Shilpa Shetty has been an early investor in MamaEarth—a beauty product brand that made its debut on the NSE earlier this month. Alia Bhatt and Katrina Kaif were early investors in Nykaa, backing the startup in 2018.
Deepika Padukone was an early investor in Atomberg, which revolutionized the Indian home appliance market.
Farhan Akhtar has backed Ola Electric, which is now on a path to an IPO. This not only showcases the prudent thinking of these celebs but also their eye for game-changing technologies.

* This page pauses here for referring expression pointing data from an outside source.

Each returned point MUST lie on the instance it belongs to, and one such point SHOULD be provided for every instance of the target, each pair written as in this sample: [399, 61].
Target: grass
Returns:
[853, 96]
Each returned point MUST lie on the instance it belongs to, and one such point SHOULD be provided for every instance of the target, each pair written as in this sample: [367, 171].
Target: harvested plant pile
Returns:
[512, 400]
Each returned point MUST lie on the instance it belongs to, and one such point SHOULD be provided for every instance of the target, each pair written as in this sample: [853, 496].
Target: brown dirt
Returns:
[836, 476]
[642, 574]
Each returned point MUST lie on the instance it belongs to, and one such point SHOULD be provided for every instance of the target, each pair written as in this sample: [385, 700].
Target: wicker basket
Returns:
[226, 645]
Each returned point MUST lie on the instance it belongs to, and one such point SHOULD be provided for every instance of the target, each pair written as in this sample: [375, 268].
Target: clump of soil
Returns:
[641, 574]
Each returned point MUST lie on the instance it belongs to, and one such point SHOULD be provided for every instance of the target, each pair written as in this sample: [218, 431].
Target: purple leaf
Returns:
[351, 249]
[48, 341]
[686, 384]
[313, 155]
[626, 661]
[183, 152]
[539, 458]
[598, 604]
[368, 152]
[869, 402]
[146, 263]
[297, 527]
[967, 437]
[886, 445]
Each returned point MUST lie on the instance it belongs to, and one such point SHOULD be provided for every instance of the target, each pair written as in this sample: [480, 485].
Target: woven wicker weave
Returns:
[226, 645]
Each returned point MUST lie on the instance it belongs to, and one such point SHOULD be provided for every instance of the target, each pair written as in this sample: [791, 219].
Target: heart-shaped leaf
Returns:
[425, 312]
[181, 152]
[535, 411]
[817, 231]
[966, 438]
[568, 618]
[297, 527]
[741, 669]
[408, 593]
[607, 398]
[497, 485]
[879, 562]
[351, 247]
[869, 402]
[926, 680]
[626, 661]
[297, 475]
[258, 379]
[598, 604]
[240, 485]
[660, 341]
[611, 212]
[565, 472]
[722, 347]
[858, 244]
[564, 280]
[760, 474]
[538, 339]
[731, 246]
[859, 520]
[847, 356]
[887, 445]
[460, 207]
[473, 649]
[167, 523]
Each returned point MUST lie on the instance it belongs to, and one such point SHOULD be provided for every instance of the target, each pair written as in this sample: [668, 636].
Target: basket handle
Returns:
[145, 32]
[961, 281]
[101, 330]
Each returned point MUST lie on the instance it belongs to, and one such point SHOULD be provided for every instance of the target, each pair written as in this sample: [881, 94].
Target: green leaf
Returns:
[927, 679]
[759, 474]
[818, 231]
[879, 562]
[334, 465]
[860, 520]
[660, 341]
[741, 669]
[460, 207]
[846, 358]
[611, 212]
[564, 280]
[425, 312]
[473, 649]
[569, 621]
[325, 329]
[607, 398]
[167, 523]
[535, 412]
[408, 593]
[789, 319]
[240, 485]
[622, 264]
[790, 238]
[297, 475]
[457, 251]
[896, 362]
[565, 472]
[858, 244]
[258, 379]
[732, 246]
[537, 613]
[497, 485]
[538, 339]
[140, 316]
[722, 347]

Aishwarya Rai Bachchan has backed Ambee, an environmental intelligence company. It is exciting to see these strides towards investing in the booming DeepTech sector. The sheer awareness possessed by some Indian celebrities is refreshing!
The Indian Cricket Team has also been at the forefront of startup investments. The most prominent investor has been Mahendra Singh Dhoni who has backed a diverse range of startups from Khatabook and Cars24 to Rigi. Dhoni's investments go beyond financial support, often involving active participation and mentorship, thus reflecting his passion for entrepreneurship.
Virat Kohli, in addition to starting his clothing brand, Wrogn, has invested in Digit Insurance along with his wife, Anushka Sharma.
From Glam to Growth
The trend of celebrities investing in startups signifies a tectonic shift in the traditional role of public figures. Beyond their on-screen personas, celebrities are becoming strategic players in the entrepreneurial landscape, injecting capital, influence, and expertise into innovative ideas.
From tech unicorns to sustainable initiatives, these investments not only diversify celebrity portfolios but also foster an environment of collaboration between the entertainment industry and the business world.